Menée auprès de 3 029 chefs d’entreprise du BTP, la 11e édition du baromètre ARTI Santé BTP confirme un niveau de pression professionnelle toujours élevé, malgré quelques signes d’amélioration. Réalisée par trois organisations du secteur – la CAPEB, l’IRIS-ST et la CNATP – l’enquête offre un aperçu précieux des conditions de travail dans l’artisanat du bâtiment.

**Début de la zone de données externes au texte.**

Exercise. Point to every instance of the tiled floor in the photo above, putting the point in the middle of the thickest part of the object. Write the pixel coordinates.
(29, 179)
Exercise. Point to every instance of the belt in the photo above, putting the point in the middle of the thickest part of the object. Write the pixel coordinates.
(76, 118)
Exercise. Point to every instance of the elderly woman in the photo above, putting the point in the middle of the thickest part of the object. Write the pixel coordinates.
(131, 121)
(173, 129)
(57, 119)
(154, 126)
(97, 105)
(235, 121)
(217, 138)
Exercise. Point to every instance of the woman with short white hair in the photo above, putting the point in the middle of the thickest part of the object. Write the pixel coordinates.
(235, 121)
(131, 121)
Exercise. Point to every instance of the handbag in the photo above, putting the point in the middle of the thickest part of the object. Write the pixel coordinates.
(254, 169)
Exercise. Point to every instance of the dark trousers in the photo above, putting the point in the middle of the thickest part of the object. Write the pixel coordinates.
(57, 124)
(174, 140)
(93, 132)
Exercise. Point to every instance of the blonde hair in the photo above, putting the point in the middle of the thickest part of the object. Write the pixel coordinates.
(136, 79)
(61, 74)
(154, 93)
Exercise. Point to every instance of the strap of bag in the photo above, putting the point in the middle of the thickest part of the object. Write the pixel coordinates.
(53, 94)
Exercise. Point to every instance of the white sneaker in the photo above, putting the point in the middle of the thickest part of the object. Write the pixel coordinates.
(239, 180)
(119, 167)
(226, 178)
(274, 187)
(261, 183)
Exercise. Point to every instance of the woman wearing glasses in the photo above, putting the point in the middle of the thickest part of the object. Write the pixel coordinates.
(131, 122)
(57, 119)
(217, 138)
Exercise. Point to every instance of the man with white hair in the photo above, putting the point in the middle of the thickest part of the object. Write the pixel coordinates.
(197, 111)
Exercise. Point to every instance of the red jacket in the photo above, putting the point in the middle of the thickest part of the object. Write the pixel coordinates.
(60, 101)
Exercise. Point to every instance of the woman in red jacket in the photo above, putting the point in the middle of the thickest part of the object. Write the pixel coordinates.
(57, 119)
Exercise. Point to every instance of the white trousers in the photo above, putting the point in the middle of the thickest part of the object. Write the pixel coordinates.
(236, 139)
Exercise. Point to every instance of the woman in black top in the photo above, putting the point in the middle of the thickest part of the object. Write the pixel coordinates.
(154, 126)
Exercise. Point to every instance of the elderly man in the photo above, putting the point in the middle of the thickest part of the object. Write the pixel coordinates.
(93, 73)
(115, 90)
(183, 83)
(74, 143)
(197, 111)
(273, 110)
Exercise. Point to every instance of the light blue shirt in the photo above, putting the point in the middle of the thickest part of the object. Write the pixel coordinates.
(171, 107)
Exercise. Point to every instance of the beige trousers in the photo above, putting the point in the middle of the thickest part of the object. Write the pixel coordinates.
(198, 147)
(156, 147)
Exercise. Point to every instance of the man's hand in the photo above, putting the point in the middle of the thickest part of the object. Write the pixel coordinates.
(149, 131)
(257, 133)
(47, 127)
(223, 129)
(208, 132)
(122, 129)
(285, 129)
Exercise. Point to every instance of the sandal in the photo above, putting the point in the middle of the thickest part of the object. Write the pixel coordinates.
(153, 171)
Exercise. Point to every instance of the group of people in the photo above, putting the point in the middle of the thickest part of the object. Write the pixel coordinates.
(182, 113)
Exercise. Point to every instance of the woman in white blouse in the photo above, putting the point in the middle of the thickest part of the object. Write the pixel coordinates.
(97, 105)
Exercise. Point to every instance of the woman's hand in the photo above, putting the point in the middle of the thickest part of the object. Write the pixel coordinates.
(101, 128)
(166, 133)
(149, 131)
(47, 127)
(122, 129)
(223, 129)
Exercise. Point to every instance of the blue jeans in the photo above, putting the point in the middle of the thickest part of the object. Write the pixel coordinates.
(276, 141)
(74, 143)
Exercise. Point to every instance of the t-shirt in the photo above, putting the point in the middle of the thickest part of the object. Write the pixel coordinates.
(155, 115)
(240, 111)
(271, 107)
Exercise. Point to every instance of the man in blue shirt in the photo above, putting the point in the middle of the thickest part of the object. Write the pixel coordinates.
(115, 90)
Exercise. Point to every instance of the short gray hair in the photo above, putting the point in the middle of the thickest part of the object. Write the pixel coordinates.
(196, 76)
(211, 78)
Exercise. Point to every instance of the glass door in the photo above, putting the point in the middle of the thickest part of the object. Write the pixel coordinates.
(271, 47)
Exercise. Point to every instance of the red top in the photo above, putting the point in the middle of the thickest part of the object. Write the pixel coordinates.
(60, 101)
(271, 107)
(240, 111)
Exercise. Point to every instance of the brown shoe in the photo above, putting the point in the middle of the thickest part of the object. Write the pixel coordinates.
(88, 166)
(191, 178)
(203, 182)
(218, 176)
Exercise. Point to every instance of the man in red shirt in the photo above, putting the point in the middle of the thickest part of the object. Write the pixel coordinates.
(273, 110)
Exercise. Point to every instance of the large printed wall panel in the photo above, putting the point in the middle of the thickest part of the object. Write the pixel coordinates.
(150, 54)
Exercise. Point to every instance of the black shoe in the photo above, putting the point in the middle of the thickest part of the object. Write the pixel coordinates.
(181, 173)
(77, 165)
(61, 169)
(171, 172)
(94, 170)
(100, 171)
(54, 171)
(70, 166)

Le trio de tête des sources de stress reste inchangé : la charge de travail (53 %), le poids des responsabilités (44 %), et le poids de l’administratif (41 %). Sur ce dernier point, la complexité administrative continue de peser lourd dans l’organisation quotidienne des entreprises artisanales. En 2024, 33 % des dirigeants déclarent passer entre 26 % et 50 % de leur temps sur ces tâches, et 10 % y consacrent même entre 51 % et 75 %. Dans les structures de 6 à 10 salariés, un tiers des chefs d’entreprise dépassent la barre des 50 %.
Le baromètre montre également que le temps passé à l’administratif augmente avec la taille de l’entreprise : dans les structures de plus de 15 salariés, près de la moitié des répondants y consacrent plus d’un quart de leur temps.
L’impact sur la vie perso
L’intensité du travail impacte fortement la vie personnelle : 76 % des chefs d’entreprise estiment que leur activité empiète sur leur vie privée. En parallèle, 57 % consultent leurs mails tous les jours pendant leurs congés, un chiffre en baisse de trois points par rapport à 2023, mais qui reste élevé. Par ailleurs, 27 % des artisans ne prennent que deux semaines de congés ou moins par an.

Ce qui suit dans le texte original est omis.